Évidemment, ça n’était pas le meilleur moyen de se faire des amis. Elle habitait une petite ville, à vingt kilomètres de Perpignan en bord de mer. Quand Berny et Mylène lui rendaient visite, depuis quelques années, ils trouvaient porte close devant un vieux portail au vernis écaillé avec deux gros chiens hurlants, babines retroussées. Du jardin dévasté par les chiens venait aux narines des visiteurs une odeur de cannabis, c’était la petite plantation personnelle de Francis. Sur le trottoir, au grand dam des voisins, pourrissait une épave abandonnée par Francis. Que voulez-vous, on ne choisit pas sa famille, car les années avaient passé, et le gosse, qui était devenu adulte, avait des besoins et tyrannisait sa mère pour assouvir ceux-ci : alcool, cannabis… Quand Berny pensait à la situation tragique de sa sœur, il lui venait souvent à l’esprit cette citation biblique de Salomon « on est puni par où on a péché ». Francis lui faisait penser à ces bébés tigres, adorables peluches qui, sans dressage du maître, dévore celui-ci une fois adulte. Il disait à Mylène :
— Je la plains quand même. Regarde sa situation, tyrannisée par son fils, la chair de sa chair, il n’a aucune pitié, il lui prend son argent, ne travaille pas.
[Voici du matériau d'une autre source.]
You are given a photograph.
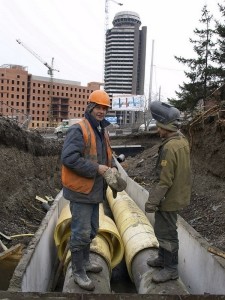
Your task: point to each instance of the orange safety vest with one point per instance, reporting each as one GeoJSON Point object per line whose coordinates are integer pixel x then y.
{"type": "Point", "coordinates": [78, 183]}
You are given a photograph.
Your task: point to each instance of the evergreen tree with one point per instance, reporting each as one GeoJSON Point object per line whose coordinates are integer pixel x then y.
{"type": "Point", "coordinates": [219, 53]}
{"type": "Point", "coordinates": [201, 71]}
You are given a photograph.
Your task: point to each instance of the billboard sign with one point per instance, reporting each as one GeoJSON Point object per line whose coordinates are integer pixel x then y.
{"type": "Point", "coordinates": [128, 102]}
{"type": "Point", "coordinates": [112, 120]}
Alors Mylène lui répondait :
— Et alors, elle en a de la pitié elle pour toi ?
Ce en quoi elle n’avait pas tort. Cateline se moquait bien de Berny et de Mylène. Berny s’approcha du portail tout en se demandant ce que voulait Francis. Celui-ci émit un sifflement en voyant le dernier SUV Citroën C5 Aircross hybride garé dans l’allée de graviers de Berny et Mylène Rivière.
— Eh ben dis donc on ne se gêne pas aux Galeries Lafayette, ça rapporte, ça rapporte. Tu as mis Mylène sur le trottoir ou quoi ?
Berny n’apprécia pas du tout la plaisanterie et répondit d’un ton sec :
— Qu’est-ce que tu veux ?
— Rien du tout, je passais par là.
En même temps qu’il parlait, il dansait sur ses deux jambes en scrutant le jardin des Rivières. Ce n’était plus du tout l’enfant qu’il avait aimé, son neveu était adulte, et il se méfiait de lui à juste raison, il n’avait aucune confiance en lui. Celui-ci tourna des talons en lançant bien fort :
— Salut les bourges, entraînant avec lui une odeur de cannabis.
Berny était inquiet, il n’aimait pas voir Francis traîner près de chez lui. Son voisin Mathéo Alvarez, devant le mauvais genre du gars, était sorti et lui demanda :
— C’est qui, ce type ? Berny lui répondit :
— Rien, il cherchait une adresse.
Berny eut un peu honte de sa réponse, mais quand Mathéo Alvarez lui lança :
— En tout cas, il a mauvais genre, je n’aime pas ce genre de gars traîner ici.